Si tratta di una problematica, ben conosciuta anche in
ambito umano, 
legata fondamentalmente a due fattori, il fatto che l’animale si muove poco e il fatto che mangia tanto.


A cura del Dott.
Valerio Guiggi – Medico Veterinario
Specialista in Ispezione degli Alimenti
Il problema si presenta prevalentemente negli animali che
vivono in casa, sempre o per la maggior parte del loro tempo. 
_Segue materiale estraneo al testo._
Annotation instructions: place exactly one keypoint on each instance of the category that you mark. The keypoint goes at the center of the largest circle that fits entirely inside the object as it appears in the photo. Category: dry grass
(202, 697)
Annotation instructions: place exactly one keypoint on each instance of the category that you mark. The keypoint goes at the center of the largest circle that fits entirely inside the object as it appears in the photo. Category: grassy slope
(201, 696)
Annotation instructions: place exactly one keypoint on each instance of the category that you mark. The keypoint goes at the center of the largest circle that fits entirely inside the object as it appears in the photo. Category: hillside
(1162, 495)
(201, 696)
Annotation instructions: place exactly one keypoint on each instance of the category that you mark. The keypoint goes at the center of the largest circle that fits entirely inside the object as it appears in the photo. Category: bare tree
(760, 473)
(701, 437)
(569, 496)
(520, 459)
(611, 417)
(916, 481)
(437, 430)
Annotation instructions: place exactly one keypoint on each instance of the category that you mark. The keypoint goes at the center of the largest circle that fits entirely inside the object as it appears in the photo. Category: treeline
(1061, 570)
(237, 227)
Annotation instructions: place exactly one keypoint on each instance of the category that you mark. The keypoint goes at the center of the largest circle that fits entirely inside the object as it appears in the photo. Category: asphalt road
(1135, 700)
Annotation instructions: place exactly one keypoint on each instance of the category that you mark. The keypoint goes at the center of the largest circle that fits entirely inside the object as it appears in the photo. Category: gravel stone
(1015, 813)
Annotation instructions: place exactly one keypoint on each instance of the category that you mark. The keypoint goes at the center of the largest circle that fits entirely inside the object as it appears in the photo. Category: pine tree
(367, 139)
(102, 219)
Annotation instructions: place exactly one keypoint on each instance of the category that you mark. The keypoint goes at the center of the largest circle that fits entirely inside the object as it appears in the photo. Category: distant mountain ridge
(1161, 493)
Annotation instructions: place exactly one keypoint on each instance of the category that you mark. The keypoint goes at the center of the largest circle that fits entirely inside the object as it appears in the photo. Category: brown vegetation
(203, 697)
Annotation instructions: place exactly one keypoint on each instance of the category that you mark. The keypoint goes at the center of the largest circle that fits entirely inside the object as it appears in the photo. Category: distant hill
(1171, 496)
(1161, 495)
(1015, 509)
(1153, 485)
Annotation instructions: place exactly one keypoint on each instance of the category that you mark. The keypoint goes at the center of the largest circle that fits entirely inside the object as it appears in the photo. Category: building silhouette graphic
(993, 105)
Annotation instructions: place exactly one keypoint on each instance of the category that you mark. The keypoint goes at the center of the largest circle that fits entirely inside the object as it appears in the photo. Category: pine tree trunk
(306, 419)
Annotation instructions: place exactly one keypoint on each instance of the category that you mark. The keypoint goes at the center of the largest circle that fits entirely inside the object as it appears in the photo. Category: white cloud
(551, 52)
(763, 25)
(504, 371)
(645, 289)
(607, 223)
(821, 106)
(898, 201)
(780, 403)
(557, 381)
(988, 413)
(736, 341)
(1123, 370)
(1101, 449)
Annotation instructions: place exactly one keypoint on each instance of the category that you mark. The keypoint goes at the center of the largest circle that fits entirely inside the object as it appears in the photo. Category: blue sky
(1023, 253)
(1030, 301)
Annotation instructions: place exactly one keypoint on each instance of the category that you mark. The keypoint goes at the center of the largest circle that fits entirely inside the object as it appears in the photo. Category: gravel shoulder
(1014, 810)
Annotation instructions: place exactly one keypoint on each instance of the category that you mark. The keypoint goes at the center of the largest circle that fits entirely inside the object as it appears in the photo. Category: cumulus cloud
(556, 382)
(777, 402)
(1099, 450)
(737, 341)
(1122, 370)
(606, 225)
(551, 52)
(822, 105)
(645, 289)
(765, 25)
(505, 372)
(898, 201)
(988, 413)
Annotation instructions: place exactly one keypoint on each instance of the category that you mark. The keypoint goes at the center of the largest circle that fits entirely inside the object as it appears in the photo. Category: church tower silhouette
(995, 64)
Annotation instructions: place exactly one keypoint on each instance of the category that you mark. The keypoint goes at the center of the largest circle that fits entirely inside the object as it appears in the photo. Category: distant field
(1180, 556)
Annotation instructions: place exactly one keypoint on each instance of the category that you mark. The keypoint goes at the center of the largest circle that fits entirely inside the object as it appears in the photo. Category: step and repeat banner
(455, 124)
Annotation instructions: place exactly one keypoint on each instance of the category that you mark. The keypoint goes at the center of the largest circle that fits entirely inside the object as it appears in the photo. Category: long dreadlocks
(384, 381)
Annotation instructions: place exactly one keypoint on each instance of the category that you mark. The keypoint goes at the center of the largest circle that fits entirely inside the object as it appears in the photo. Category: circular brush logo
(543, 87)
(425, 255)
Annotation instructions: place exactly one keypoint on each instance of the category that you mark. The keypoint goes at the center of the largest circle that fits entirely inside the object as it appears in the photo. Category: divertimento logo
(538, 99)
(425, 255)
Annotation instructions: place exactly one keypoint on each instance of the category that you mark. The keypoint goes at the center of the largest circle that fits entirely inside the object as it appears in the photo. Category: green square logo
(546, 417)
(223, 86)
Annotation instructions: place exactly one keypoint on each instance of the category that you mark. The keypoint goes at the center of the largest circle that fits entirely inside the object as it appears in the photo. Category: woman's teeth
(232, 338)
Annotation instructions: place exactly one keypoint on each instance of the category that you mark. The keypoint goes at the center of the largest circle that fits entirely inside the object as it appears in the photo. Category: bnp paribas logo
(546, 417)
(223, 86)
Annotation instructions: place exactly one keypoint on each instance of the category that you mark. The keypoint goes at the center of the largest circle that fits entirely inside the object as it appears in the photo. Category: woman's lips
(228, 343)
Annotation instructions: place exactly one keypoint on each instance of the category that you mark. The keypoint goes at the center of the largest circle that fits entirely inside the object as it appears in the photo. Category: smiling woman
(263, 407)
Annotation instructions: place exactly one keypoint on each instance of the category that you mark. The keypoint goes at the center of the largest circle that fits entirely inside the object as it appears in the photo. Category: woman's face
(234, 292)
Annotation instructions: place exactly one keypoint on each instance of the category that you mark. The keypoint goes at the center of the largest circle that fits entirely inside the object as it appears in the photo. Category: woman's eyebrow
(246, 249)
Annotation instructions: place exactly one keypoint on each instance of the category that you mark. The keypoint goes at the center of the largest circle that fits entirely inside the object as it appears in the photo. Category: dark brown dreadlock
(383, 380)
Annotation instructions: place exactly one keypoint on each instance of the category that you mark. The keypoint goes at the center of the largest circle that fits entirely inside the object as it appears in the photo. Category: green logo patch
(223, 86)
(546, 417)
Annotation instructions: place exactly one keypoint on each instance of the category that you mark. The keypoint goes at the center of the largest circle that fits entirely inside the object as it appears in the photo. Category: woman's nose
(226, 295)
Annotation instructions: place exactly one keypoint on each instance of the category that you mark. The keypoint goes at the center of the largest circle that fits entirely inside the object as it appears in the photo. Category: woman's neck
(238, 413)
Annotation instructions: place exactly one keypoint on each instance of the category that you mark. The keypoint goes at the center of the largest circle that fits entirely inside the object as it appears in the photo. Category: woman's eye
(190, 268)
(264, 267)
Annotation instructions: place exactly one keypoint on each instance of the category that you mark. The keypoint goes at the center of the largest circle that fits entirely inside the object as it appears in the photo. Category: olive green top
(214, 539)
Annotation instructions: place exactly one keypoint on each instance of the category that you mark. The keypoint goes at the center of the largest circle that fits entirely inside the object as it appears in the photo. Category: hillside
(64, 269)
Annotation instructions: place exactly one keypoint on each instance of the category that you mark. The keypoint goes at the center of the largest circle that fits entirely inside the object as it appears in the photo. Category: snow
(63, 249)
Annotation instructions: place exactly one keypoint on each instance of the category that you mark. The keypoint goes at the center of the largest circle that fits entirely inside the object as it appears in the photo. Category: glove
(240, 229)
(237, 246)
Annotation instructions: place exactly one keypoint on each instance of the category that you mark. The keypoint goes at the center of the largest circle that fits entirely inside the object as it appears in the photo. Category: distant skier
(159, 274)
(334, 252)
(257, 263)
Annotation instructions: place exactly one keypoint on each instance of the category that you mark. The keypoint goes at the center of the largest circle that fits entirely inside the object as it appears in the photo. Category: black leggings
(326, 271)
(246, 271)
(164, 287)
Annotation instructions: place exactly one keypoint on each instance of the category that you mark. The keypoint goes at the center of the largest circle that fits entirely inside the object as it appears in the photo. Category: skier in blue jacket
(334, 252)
Esattamente come succede per una persona che ha un lavoro
sedentario e che non fa attività fisica, è importantissimo che l’alimentazione
sia adeguata alle esigenze di questi animali, per evitare di andare incontro a
patologie anche piuttosto gravi, come il diabete, le patologie delle basse vie
urinarie o le malattie articolari.

Quali sono i fabbisogni
dei gatti e dei cani che vivono in casa?
Dal punto di vista nutrizionale, i fabbisogni dei cani e dei
gatti che vivono in casa non sono molto diversi da quelli degli animali che
vivono all’aperto, se non per un particolare: muovendosi meno consumano meno
energie, e questo significa che devono, in qualche modo, mangiare meno. O, se possibile,
muoversi di più, una cosa che (potrebbe sembrare strano) si può cercare di
stimolare anche con l’alimentazione. 
Come regola generale, è importante ridurre le dosi degli
alimenti per gli animali che si muovono poco rispetto alla media, per evitare che
le sostanze nutritive in eccesso, superiori ai loro fabbisogni, vengano
accumulate come sostanze di riserva. In altre parole, come grasso.
 
Soluzioni: ridurre le dosi…
Questo si può fare in diversi modi. Si può semplicemente
ridurre la dose dell’alimento che l’animale sta mangiando, specialmente in caso
di ingrassamento, arrivando ad una quantità che interrompa l’aumento di peso. 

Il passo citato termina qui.